Document Type : Research Paper


MB,ChB, MRCS, DO-HNS(Glasgow), Jordanian Board of Otolaryngology, Head & Neck Surgery, Department of Surgery, College of Medicine, University of Basrah, Basrah, IRAQ.


Sinonasal tumors are not uncommon lesions, they are either benign or malignant, benign tumors are relatively common while the malignant are considered rare. The inverted papilloma of the paranasal sinuses is the commonest benign tumor and has a potential to become malignant.
 This is a report of three cases of inverted papilloma of the paranasal sinuses which were approached surgically by endoscopic sinus surgery with very good results.
 These cases were diagnosed by CT-scan of paranasal sinuses followed by biopsy taken via endoscopic guidance.
Keywords: Endoscopy, maxillectomy, inverted papilloma





n 1854, Ward first described schneiderian papillomas (SPs) of the nose, these benign lesions were named in honor of Conrad Victor Schneider who in 1600s illustrated that nasal mucosa produces catarrh and not CSF.

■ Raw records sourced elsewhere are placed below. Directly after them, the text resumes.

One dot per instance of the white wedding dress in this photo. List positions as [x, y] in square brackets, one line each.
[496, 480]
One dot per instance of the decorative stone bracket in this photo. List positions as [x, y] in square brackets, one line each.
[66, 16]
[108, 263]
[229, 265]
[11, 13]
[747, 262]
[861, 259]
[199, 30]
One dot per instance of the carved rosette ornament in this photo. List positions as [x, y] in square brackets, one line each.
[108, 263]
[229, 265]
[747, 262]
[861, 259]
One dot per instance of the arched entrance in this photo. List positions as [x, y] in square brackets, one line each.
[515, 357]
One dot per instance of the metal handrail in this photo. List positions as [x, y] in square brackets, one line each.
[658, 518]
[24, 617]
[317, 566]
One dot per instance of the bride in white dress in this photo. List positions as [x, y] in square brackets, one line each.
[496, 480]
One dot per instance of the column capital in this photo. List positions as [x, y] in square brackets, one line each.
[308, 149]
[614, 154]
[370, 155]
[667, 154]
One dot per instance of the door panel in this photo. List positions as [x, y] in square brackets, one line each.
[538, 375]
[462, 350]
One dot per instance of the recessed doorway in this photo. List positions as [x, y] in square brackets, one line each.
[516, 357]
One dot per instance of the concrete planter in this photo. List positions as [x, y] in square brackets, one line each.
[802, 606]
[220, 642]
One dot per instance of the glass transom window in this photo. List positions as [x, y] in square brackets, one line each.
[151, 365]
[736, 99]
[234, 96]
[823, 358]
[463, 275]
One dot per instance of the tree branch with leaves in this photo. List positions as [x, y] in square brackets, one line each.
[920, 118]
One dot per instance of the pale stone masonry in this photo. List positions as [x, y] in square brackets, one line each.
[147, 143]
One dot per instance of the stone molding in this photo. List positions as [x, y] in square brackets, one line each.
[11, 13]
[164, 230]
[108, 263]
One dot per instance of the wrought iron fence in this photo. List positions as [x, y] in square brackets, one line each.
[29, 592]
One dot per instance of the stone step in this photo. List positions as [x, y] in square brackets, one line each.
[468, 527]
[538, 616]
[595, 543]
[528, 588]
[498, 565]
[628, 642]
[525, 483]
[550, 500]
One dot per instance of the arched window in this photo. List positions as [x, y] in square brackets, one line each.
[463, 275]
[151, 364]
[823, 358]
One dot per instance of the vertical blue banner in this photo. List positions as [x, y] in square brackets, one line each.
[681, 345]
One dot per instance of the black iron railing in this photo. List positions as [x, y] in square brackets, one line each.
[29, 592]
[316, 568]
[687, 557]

 Kramer and Som identified SPs as nasal tumors and described them as papillomas, distinguishing them from inflammatory nasal polyps. Ringertz was the first to recognize the tendency of SPs to invert into   the   underlying   connective   tissue


 The schneiderian papillomas arises typically from the lateral wall of the nose, rarely it is found on the septum. The incidence of these tumors is 0.5-7% of all nasal tumors.

 Inverted papilloma is a lesion which originates from Schneiderian membrane. This is regarded as a transition between the endothelium derived respiratory epithelium and ectoderm derived squamous epithelium2.




Figure 1:  Histopathological picture of inverted papilloma

Cited from: Constiinta ortodoxa



 The etiology is uncertain; however there is an association between SPs and human papilloma viruses. Inverted papilloma typically involves the middle meatus and at least one sinus cavity. The most common sinuses involved are the maxillary and ethmoid sinuses.  The SPs are usually unilateral but they may be bilateral in up to 13% of cases. These tumors have a high rate of recurrence as high as 75%.with any procedure. There is a 5-15% risk of change to malignancy (squamous cell carcinoma)3.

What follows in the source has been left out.